Key Takeaways
In a welcome respite from soaring inflation, US producer prices slowed their pace in July, sparking hopes of easing inflationary pressures.
According to the latest data from the Bureau of Labor Statistics, the economy may be entering a cooling phase, which could have far-reaching implications for monetary policy, currency markets, and the valuation of cryptocurrencies.
As investors and policymakers await the next key indicator, all attention turns to the upcoming release of US consumer price inflation figures on Aug. 14, which will provide crucial insight into the inflationary landscape.
According to data released on Tuesday, Aug. 13, 2024, US producer prices rose less than expected in July, with the Bureau of Labor Statistics reporting a 2.2% year-over-year increase. This marks a decline from the 2.6% annual gain in June and 2.4% in May.
Market expectations, as cited by FXStreet , had anticipated a 2.3% annual rise. Month-over-month, producer prices increased by 0.1% in July, aligning with market expectations. This follows a 0.2% monthly increase in June, after no change in May.
Core PPI, which excludes volatile food and energy prices, remained flat in July compared to the previous month, contrary to the expected 0.1% rise. Annually, core PPI rose 2.4%, below the anticipated increase of 2.7%.
Following the release of this data, the dollar dipped slightly, with the pound rising to $1.2809 from $1.2783 just before the announcement.
Rising producer prices often foreshadow increased consumer costs. As inflation expectations mount, investors may seek assets to protect their purchasing power. Historically, gold has served as a traditional hedge against inflation, and cryptocurrencies like Bitcoin have emerged as potential alternatives.
The increase in producer prices in July may be a good driver for crypto after the tumble across all financial markets on Aug. 5. In fact, the perception of Bitcoin as a store of value can drive increased demand during inflationary periods, potentially contributing to price appreciation.
As for the impact of PPI on interest rates, while the muted 0.1% month-over-month increase in final demand PPI and unchanged core PPI for July may appear positive, it’s important to note that underlying inflationary pressures could persist. Nevertheless, these figures align with the Fed’s sub-2% annualized core PCE inflation target.
The Fed has maintained a consistent and composed stance amid recent market volatility. Today’s remarks from Bostic are expected to reinforce this message. The central bank’s disciplined approach, evident in the unified messaging from both hawks and doves, suggests a steady course. While Powell’s Jackson Hole speech remains crucial, analysts anticipate adherence to the current Fed narrative.

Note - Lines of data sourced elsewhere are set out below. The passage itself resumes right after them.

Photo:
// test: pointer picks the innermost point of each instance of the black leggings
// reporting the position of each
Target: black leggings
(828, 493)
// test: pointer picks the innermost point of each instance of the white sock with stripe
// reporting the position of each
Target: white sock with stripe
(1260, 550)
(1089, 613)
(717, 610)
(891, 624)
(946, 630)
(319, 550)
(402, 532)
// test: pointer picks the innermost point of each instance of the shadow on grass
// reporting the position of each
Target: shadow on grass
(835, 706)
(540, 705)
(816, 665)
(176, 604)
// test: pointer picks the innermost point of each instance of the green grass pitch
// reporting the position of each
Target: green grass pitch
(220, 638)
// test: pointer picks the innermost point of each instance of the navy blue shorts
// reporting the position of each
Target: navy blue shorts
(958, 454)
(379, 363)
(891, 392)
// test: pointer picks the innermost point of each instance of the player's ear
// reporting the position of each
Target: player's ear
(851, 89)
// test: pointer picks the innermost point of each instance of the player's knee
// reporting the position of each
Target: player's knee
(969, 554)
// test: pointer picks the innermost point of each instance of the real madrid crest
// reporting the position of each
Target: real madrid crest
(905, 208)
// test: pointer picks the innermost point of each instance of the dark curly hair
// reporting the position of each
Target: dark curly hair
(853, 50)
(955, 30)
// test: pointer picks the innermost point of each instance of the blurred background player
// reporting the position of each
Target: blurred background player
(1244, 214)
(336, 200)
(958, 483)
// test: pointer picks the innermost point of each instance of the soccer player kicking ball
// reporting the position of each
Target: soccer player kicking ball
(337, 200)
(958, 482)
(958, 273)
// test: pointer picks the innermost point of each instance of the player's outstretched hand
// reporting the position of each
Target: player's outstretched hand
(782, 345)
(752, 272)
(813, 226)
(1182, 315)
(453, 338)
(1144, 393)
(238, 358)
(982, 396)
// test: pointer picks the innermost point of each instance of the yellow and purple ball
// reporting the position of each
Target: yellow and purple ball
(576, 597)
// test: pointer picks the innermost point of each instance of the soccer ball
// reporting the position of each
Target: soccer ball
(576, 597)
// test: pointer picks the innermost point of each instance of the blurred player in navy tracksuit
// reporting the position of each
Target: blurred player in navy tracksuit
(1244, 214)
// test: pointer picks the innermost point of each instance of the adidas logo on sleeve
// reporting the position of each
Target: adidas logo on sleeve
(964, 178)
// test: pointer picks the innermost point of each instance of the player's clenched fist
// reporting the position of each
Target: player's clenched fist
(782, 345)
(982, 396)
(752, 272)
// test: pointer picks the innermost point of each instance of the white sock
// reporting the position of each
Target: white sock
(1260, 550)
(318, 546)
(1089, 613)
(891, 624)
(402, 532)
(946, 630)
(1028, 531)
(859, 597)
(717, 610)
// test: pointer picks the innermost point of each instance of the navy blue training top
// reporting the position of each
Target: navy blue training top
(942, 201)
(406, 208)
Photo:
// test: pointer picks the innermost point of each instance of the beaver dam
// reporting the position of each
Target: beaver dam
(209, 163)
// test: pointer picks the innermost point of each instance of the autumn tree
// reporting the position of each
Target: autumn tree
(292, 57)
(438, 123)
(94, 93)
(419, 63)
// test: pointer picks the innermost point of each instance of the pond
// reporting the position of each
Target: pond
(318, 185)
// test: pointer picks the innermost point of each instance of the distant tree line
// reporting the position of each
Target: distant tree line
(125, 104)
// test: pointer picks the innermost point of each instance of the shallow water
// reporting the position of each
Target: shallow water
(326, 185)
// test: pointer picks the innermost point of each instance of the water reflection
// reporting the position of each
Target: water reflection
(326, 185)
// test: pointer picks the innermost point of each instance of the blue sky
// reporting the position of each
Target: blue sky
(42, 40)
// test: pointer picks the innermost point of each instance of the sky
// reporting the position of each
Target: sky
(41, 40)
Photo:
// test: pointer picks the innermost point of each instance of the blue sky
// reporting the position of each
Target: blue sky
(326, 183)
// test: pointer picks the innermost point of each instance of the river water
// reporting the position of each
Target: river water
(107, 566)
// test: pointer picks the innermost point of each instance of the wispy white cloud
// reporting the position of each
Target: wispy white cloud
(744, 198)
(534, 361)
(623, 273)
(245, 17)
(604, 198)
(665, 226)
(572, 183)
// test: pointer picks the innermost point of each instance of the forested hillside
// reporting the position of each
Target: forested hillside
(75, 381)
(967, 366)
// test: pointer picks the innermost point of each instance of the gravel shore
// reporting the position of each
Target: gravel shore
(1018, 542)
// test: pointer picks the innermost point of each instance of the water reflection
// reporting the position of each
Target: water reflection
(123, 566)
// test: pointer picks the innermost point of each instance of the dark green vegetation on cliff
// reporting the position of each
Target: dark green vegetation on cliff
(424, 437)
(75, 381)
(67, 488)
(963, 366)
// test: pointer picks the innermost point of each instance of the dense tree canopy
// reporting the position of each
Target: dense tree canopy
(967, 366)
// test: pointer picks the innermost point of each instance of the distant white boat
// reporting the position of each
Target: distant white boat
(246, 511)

Tomorrow’s CPI release will be closely watched. BBH analysts anticipate a steady headline inflation rate of 3.0% year-over-year and a slight decline in core inflation to 3.2%. While further disinflation would bolster the case for a Fed rate cut, persistent stickiness in super core inflation suggests a cautious approach. The Cleveland Fed’s Nowcast model aligns with these expectations, forecasting a gradual deceleration in inflation.

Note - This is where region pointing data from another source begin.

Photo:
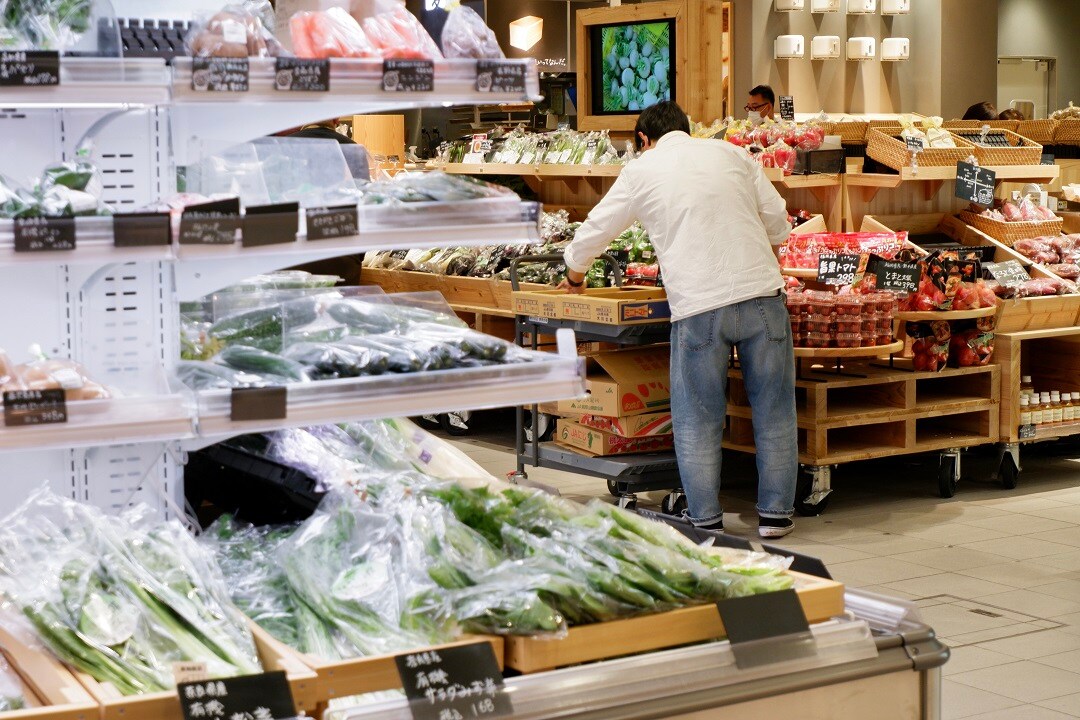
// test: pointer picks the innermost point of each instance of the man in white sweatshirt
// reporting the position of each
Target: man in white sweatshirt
(716, 223)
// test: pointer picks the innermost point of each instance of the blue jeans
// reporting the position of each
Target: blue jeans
(701, 348)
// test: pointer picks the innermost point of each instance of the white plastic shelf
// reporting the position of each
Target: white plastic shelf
(550, 377)
(98, 82)
(105, 422)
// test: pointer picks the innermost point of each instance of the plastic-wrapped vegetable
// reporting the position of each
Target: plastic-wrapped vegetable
(466, 35)
(119, 598)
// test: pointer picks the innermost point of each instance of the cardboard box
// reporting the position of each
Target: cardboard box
(598, 443)
(609, 306)
(638, 425)
(623, 383)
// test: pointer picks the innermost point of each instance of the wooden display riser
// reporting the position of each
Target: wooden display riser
(1052, 358)
(821, 600)
(888, 411)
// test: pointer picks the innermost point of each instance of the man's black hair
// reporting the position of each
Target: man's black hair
(765, 92)
(659, 120)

Luca Santos, currency analyst at ACY Securities, highlights the significance of the upcoming CPI data, suggesting that a decline in core inflation could confirm the Fed’s progress in taming price pressures.
“The potential for disinflation raises the possibility of the Fed adopting a more accommodative stance sooner rather than later, especially if inflation falls below the Fed’s target range,” said Santos.

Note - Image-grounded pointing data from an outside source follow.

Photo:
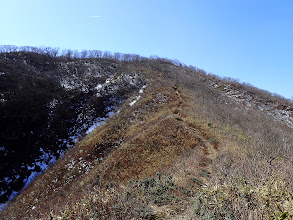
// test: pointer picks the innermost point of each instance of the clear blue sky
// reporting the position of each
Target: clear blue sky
(250, 40)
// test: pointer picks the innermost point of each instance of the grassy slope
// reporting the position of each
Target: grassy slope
(156, 156)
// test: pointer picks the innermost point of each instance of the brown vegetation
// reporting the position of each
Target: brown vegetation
(184, 150)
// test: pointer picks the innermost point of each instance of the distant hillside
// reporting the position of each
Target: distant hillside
(180, 143)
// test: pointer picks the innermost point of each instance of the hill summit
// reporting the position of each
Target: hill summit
(92, 135)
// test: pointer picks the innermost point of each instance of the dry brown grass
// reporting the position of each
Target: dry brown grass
(193, 134)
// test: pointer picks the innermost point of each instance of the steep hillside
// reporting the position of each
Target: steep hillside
(182, 144)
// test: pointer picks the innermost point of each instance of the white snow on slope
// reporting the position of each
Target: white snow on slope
(138, 97)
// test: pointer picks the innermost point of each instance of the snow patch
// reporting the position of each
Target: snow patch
(138, 97)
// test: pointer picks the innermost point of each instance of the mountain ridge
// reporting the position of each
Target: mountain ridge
(162, 155)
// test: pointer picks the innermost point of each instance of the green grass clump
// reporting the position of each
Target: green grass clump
(155, 190)
(241, 199)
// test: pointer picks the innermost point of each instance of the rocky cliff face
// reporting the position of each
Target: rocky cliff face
(47, 104)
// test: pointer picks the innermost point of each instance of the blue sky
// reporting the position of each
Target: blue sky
(250, 40)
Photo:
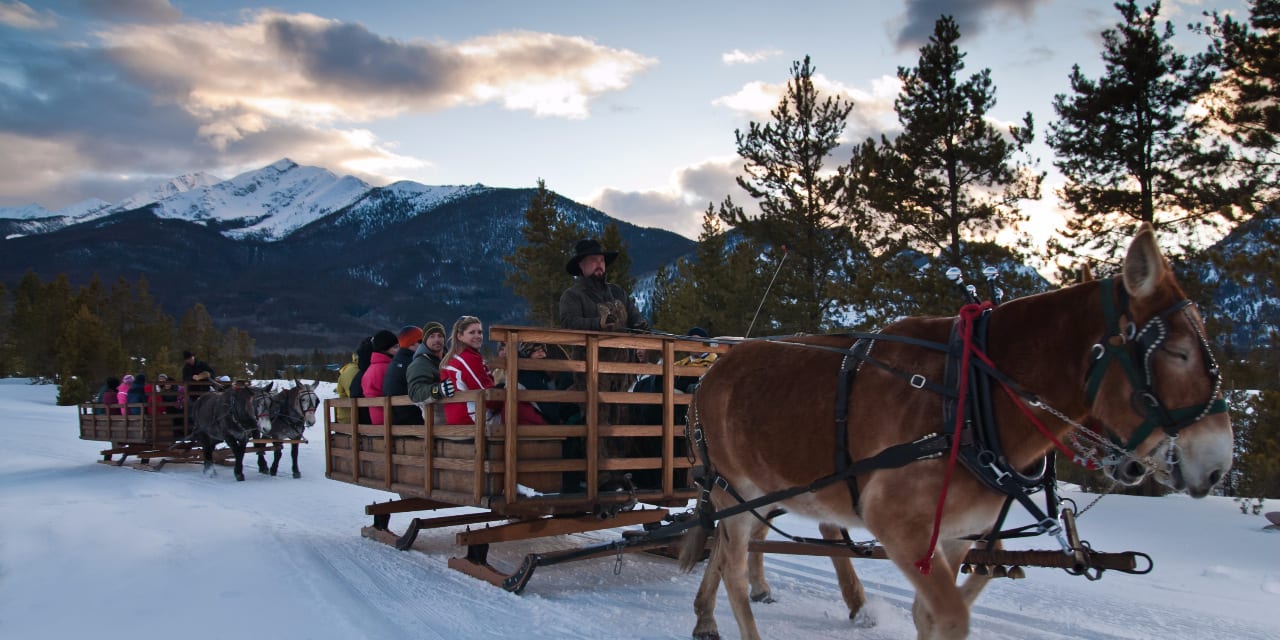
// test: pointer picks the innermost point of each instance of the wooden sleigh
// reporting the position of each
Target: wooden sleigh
(522, 476)
(158, 432)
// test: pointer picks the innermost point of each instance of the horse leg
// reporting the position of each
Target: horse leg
(704, 603)
(974, 584)
(238, 451)
(206, 443)
(275, 460)
(734, 534)
(940, 609)
(760, 590)
(850, 586)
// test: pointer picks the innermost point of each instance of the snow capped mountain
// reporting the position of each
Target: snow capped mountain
(266, 204)
(169, 188)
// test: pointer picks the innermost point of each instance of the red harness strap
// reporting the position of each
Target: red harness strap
(968, 314)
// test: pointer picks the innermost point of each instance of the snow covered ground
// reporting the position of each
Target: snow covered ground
(94, 551)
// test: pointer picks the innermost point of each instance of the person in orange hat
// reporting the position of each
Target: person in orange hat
(396, 379)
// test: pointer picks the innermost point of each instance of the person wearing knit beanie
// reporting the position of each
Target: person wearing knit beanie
(408, 337)
(384, 341)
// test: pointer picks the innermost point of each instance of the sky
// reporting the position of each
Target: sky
(104, 552)
(626, 106)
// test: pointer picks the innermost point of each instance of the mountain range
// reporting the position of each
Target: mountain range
(301, 257)
(304, 259)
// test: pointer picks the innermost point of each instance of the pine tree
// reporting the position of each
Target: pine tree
(199, 336)
(535, 272)
(1123, 141)
(800, 199)
(949, 183)
(620, 272)
(1242, 106)
(718, 288)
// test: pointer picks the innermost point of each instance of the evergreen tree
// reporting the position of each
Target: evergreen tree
(620, 272)
(1256, 471)
(5, 333)
(1242, 118)
(718, 288)
(1123, 141)
(199, 336)
(800, 199)
(944, 187)
(535, 272)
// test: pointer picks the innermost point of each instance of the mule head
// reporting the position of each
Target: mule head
(260, 405)
(1157, 384)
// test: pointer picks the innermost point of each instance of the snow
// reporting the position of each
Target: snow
(95, 551)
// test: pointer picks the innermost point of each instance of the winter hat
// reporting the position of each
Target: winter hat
(408, 336)
(384, 339)
(588, 247)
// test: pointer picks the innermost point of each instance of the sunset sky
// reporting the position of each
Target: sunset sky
(626, 106)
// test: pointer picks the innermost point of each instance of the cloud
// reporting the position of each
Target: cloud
(23, 17)
(872, 114)
(152, 100)
(972, 16)
(679, 206)
(133, 10)
(739, 56)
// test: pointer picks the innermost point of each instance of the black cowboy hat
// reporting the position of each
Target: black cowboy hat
(588, 247)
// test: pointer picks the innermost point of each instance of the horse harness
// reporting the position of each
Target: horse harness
(978, 443)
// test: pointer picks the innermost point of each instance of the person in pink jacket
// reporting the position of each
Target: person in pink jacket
(385, 344)
(122, 392)
(465, 368)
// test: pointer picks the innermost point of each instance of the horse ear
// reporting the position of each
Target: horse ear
(1143, 265)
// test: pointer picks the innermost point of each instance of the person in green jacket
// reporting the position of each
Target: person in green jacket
(344, 376)
(424, 373)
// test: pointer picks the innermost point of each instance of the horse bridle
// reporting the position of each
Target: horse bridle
(1133, 346)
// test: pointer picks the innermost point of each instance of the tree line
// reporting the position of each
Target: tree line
(78, 338)
(1184, 142)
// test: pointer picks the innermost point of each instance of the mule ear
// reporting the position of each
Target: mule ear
(1143, 265)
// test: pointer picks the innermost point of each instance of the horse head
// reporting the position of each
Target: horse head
(259, 405)
(1153, 384)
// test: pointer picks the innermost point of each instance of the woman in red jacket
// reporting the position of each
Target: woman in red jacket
(465, 366)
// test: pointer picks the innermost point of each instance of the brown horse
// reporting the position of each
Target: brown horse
(1150, 361)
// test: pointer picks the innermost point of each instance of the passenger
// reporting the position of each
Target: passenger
(344, 376)
(593, 302)
(385, 344)
(465, 368)
(424, 373)
(137, 393)
(106, 394)
(396, 379)
(554, 412)
(122, 392)
(195, 369)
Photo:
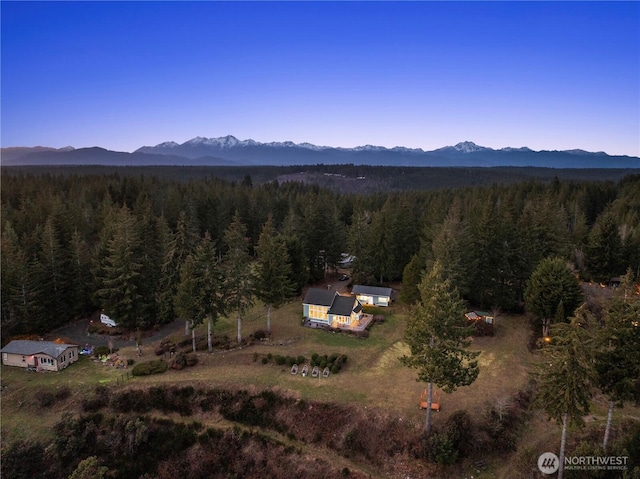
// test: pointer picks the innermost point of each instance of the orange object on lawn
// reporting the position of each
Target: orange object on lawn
(435, 400)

However, Santos cautions that the timing and magnitude of potential rate cuts pose challenges. An overly aggressive easing could reignite inflation, while a delayed response risks a deeper economic slowdown.
The dollar’s divergent performance against safe-haven and risk-oriented currencies reflects the complex interplay of global risk sentiment and investor preferences. This dynamic creates both opportunities and challenges for currency traders.